Support groups. Think about joining an RA, arthritis, or chronic illness support group. Nonprofit groups like the Arthritis Foundation or many hospitals sponsor RA support groups. At meetings, people with RA share information, tips, and personal experiences. You can ask questions and offer your insights and support.
Search online for local RA, arthritis, or chronic illness support groups, or ask your rheumatologist or nurse to recommend a support group near you.
Online support. If you don’t like going to meetings or there are no RA support groups nearby, look for support groups that meet online or on social media.
RA education and self-management classes. Ask your rheumatologist or search online for classes about RA, including courses for those who are newly diagnosed or who’ve lived with RA for years. You can learn more about RA’s effect on your body and your daily life, and how to self-manage RA better. RA courses are available in English and Spanish in some areas. There are also RA education toolkits that you can order by mail.
Health care professionals. Turn to the experts when you have questions about RA, possible complications, or treatments: your rheumatologist, nurse, or other health care team members.

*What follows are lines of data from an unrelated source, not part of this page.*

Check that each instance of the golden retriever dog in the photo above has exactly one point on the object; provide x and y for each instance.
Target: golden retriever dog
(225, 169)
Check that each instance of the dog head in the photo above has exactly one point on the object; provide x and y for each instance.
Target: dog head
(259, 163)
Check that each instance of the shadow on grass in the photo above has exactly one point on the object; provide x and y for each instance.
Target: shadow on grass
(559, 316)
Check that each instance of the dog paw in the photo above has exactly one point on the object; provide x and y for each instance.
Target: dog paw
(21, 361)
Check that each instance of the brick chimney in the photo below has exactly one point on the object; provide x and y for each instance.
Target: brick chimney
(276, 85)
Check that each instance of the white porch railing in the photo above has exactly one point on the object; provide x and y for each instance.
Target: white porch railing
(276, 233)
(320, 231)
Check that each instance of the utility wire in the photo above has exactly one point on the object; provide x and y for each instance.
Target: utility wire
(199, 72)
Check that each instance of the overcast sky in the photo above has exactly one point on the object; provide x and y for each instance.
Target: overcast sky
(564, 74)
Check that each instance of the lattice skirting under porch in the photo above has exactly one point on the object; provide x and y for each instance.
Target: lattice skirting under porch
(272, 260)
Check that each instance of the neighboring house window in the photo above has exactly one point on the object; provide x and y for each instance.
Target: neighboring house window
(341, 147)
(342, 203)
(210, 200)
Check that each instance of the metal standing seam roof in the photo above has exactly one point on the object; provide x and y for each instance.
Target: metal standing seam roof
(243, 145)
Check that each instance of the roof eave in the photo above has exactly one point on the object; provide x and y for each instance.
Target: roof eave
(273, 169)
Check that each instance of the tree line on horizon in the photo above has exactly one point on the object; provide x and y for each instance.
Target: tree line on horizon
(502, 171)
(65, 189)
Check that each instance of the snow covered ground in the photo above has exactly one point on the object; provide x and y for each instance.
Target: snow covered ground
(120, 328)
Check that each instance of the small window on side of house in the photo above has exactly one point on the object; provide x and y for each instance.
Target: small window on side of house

Ask questions at your medical appointments to get information and support, tips to relieve pain or fatigue, and a review of your treatment plan.
Physical therapists and occupational therapists can help you adapt ordinary movements and work tasks to protect your joints, so daily activities are easier and less painful.
A mental health professional, such as a licensed psychologist, or social worker can help you deal with RA and its emotional impact. Ask your rheumatologist to refer you to therapists or other health professionals.
Nonprofit and government health organizations. Nonprofit organizations like the Arthritis Foundation, American College of Rheumatology, hospitals, and government health agencies like the CDC are all good resources about living with RA.
When you have support and information about RA, you’ll feel more connected and confident about managing your chronic illness so you can live your fullest life.